Massimo D’Anolfi, Martina Parenti (Il Castello), Amal Ramsis (Mamnou), Miriam Faßbender (Fremd), Elodie Pong (Contemporary), Silke Abendschein, Benjamin Schindler (Chellaponnu), Johanna Aust, Louise Berg (HEIMAT SCHWEDEN), Judith Beuth (Saida und der Schnee), Loic Malo (Le môme Tintouin), Léo Médard (Tao m'a dit…), Jacques Faton, Alpha Sadou Gano (Laar), Udita Bhargava (MindSpace), Floris Schönfeld (The QiH Act), Jacob Secher Schulsinger (Fini), Josephine Links (Wir sterben)

Jury 2011

Kara Blake
Kanadische Filmemacherin und Künstlerin mit dem Fokus auf Kurzfilmen, Musikvideos, Live Projections und Installationen; Master of Fine Arts an der Concordia Universität Montreal. Ihre Arbeiten wurden u.a. im Museum of Modern Art New York, beim Telluride Festival und im Independent Film Channel präsentiert. Ihre preisgekrönte Arbeit „The Delian Mode“ über die Electronic-Music-Pionierin Delia Derbyshire wurde im Rahmen des Kasseler Dokfestes 2010 mit dem A38-Produktions-Stipendium Kassel-Halle ausgezeichnet.

Ruth Annette Schriefers
Studium der Publizistik, Rechtswissenschaft und Politikwissenschaft in Münster und den USA – Examen in Mainz. Seit 1993 bei der Hessischen Landesanstalt für privaten Rundfunk und neue Medien (LPR Hessen) in Kassel; Leiterin des Bereiches Programme, Medienkompetenz, Medienwirtschaft, Presse- und Öffentlichkeitsarbeit. Verschiedene Lehraufträge an der Universität Kassel, Vorstandsmitglied des Vereins ‚Programmberatung für Eltern – der Flimmo‘, Mitarbeit in mehreren Medienpreis-Jurys.

Verena Schneider
Studium der Rechtswissenschaft in Freiburg/Breisgau. Aufbaustudium in Europäischer Unternehmensführung in England (Abschluss: Europäischer MBA).
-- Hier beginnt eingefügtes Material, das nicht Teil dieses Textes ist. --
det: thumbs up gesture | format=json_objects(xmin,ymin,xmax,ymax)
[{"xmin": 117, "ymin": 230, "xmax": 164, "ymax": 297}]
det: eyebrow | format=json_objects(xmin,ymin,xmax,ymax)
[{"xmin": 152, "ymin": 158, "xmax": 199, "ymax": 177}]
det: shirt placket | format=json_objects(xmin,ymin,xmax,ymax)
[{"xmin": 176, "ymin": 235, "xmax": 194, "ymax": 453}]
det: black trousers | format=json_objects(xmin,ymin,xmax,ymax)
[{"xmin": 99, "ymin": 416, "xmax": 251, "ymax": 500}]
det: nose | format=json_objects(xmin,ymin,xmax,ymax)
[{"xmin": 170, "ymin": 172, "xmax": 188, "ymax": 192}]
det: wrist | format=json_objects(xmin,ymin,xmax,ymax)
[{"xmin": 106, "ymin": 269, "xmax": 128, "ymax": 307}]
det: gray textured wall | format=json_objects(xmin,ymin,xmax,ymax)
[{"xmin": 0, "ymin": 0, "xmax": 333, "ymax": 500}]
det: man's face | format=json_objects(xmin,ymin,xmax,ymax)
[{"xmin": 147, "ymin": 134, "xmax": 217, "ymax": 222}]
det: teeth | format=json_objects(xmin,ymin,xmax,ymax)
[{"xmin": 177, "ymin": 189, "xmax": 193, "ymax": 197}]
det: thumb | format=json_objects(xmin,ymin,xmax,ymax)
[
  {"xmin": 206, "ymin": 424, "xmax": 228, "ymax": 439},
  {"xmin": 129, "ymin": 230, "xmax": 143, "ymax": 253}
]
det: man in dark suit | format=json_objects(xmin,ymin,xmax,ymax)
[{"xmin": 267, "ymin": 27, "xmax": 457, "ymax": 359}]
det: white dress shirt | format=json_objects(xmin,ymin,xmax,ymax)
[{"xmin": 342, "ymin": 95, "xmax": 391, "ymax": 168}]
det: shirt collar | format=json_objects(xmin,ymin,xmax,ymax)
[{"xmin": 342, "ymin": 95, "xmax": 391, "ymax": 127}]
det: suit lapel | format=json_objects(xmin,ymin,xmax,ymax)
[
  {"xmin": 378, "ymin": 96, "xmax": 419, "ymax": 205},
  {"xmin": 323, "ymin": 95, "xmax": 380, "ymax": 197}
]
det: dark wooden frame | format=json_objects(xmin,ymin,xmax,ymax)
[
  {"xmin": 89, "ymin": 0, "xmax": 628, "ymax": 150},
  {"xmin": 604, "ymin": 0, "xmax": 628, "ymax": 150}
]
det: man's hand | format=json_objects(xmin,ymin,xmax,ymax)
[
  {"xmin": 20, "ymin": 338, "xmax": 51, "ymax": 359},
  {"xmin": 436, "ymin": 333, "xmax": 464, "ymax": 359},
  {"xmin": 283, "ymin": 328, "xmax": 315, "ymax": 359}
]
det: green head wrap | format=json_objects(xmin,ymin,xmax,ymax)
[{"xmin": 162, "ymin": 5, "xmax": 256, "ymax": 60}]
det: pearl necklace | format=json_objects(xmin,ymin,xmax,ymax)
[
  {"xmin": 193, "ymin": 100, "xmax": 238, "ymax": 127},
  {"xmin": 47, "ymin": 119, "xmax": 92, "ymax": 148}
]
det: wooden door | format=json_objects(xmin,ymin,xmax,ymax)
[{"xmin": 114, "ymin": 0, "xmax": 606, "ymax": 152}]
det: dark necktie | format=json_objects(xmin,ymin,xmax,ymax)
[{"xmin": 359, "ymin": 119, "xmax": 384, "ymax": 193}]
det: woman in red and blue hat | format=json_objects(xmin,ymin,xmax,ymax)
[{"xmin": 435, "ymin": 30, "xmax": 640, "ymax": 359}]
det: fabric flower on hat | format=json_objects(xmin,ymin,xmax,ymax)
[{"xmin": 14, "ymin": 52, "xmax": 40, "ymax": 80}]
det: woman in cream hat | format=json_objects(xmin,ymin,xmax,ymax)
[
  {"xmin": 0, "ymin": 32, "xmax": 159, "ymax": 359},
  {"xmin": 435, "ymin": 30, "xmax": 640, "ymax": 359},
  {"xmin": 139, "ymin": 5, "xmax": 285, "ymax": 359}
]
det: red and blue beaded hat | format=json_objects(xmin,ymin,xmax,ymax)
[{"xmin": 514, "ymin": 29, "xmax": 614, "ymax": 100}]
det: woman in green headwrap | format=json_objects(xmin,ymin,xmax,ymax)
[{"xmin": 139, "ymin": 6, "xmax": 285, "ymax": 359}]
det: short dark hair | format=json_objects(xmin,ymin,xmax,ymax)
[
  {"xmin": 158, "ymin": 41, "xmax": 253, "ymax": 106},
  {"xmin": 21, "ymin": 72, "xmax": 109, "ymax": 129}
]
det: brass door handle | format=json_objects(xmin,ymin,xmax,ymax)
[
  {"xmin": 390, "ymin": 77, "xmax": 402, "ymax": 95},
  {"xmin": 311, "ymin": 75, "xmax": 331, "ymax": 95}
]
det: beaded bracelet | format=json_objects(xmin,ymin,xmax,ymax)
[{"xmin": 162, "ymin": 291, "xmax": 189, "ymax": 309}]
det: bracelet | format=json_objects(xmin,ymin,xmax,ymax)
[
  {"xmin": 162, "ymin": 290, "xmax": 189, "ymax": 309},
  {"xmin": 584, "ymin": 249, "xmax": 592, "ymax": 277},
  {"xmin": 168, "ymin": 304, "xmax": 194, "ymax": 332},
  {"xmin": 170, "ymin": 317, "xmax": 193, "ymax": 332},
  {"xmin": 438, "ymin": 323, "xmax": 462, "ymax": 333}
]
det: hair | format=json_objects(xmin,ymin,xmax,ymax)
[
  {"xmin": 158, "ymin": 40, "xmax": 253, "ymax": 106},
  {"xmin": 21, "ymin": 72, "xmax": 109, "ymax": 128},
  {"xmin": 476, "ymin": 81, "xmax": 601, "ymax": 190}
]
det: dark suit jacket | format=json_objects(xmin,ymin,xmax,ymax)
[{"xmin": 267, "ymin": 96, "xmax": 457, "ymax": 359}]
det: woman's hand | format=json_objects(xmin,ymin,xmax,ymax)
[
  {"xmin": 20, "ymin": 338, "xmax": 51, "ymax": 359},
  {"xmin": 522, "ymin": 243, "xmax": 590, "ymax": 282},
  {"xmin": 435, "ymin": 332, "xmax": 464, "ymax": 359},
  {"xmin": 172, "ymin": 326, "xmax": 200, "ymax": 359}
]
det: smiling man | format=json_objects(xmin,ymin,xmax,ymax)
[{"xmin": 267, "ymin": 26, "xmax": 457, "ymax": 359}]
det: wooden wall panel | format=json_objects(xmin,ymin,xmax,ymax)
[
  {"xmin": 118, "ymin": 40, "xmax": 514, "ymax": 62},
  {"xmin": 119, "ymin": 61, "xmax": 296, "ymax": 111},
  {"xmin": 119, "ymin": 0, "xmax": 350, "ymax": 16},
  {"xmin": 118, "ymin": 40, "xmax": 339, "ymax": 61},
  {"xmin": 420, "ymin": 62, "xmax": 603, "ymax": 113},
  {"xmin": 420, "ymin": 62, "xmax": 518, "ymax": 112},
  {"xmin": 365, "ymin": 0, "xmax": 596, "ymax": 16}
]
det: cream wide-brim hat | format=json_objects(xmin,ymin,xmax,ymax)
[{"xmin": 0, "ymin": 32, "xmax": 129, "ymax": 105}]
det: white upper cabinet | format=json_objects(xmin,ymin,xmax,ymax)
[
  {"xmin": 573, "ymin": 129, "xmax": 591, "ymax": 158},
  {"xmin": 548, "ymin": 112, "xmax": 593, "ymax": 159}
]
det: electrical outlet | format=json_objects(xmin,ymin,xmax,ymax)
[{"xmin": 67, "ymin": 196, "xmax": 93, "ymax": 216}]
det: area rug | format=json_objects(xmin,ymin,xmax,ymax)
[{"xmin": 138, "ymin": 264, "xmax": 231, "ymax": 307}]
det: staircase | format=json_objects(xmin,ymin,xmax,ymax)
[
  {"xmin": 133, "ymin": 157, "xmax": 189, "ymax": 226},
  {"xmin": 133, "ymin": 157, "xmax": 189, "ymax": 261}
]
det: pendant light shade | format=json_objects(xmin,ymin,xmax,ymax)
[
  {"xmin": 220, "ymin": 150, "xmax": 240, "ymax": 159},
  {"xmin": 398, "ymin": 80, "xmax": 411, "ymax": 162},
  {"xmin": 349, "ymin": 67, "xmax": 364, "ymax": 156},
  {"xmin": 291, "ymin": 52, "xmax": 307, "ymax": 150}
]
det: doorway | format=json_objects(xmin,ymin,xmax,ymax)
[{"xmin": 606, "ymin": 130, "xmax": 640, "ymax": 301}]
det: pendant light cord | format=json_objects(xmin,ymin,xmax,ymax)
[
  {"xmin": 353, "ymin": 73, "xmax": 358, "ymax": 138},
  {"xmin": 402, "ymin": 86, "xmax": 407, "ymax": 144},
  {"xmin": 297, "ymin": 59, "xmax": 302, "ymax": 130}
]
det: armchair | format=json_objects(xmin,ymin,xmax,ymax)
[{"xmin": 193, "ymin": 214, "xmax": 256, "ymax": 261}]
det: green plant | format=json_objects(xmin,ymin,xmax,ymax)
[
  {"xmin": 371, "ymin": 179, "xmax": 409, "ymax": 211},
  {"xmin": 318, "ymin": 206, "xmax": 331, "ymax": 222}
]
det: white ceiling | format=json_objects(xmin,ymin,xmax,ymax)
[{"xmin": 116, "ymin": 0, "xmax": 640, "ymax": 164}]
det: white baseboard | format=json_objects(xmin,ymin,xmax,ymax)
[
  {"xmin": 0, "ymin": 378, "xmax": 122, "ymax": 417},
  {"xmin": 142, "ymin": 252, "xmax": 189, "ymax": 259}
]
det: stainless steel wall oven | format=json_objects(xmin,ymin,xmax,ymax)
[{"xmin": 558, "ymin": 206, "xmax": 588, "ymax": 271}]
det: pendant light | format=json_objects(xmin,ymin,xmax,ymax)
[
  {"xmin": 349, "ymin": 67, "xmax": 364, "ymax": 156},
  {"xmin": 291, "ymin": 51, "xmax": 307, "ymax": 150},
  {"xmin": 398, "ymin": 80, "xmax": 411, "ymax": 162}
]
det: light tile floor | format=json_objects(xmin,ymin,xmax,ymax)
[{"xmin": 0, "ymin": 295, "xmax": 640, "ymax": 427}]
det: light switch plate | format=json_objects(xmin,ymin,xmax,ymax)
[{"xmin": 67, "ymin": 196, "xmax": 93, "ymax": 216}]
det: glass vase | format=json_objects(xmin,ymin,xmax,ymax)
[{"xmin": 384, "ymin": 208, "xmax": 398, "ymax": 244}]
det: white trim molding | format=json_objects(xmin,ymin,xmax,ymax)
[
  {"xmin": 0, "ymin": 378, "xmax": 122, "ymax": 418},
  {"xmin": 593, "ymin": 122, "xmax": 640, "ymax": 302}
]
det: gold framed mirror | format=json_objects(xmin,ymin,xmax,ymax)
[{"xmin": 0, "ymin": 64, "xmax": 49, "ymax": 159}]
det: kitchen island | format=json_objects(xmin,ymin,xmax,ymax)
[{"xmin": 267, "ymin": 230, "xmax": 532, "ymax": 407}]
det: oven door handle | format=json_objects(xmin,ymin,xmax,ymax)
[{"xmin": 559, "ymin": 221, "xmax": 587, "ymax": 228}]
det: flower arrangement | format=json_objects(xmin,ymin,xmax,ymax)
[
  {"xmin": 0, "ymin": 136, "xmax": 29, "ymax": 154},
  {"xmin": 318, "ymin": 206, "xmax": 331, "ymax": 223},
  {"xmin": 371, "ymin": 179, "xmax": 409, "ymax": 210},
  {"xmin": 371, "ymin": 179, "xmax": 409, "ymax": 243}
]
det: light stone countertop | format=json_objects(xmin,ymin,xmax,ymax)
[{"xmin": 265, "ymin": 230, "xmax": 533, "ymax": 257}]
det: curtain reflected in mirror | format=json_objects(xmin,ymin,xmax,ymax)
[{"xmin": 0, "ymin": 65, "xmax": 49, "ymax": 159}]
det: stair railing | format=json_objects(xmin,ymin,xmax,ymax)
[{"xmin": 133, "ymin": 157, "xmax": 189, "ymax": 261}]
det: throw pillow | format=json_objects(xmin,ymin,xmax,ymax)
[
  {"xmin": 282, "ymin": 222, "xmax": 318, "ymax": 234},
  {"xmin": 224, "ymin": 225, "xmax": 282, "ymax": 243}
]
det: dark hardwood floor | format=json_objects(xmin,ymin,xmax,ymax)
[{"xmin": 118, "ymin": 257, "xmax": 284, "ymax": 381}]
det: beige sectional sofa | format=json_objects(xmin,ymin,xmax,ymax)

Im Anschluss Arbeit in einer Londoner Anwaltskanzlei im Bereich Tantiemenrecht. Seit 1992 Leiterin der Rechtsabteilung und stellvertretende Direktorin bei der Medienanstalt Sachsen-Anhalt. Seit 1997 darüber hinaus Dozentin im Rundfunk-, Medien- und Urheberrecht an den Fachhochschulen Merseburg und Magdeburg. Im Jahr 2009 außerdem Tätigkeit in Sofia, Bulgarien als Resident Twinning Adviser am Kultusministerium Bulgarien.

Peter Zorn
Geboren 1967; 1990 bis 1995 Studium der Freien Kunst in der Filmklasse der Hochschule für Bildende Künste Braunschweig bei Prof. Birgit Hein. Mitbegründer und seitdem Vorstandsvorsitzender bei Werkleitz – Zentrum für Medienkunst; Leiter der Professional Media Master Class; im Leitungsgremium der Werkleitz Biennale; seit 1995 Koordinator des European Media Artists in Residence Exchange (EMARE) Programmes; lebt und arbeitet als freischaffender Filmemacher, Produzent, Kurator und Medienwissenschaftler in Werkleitz und Halle (Saale).

Jugendjury

Julian Richberg
Wurde 1992 in Fritzlar geboren und besucht dort die Ursulinen Schule. Filme faszinieren ihn seit seiner Kindheit. Sein Hobby möchte er deswegen gerne in einem Filmstudium vertiefen und künftig als Regisseur arbeiten.

Luise Henckel
17 Jahre alt, besucht die 12. Klasse der Jakob-Grimm-Schule in Kassel. Der Film ist für sie „als Medium eine einzigartige Möglichkeit, durch das Zusammenspiel von Licht, Bildern, Musik und Schnitten etwas auf die Leinwand zu bannen, das bei dem Zuschauer auf eine so einfache und dabei vielschichtige Art Gefühle auslösen kann“.

Mike Huntemann
Ist 19 Jahre und besucht die 13. Klasse des Goethe-Gymnasiums in Kassel, wo er die Film- und Fotosparte der Schülerzeitung „Umlauf“ leitet. Ihn begeistern vor allem Animationen und Musikvideos. Erfahrungen mit dem Medium Film sammelte er u. a. als Regisseur von Live-Sendungen im "Medienprojektzentrum Offener Kanal Kassel".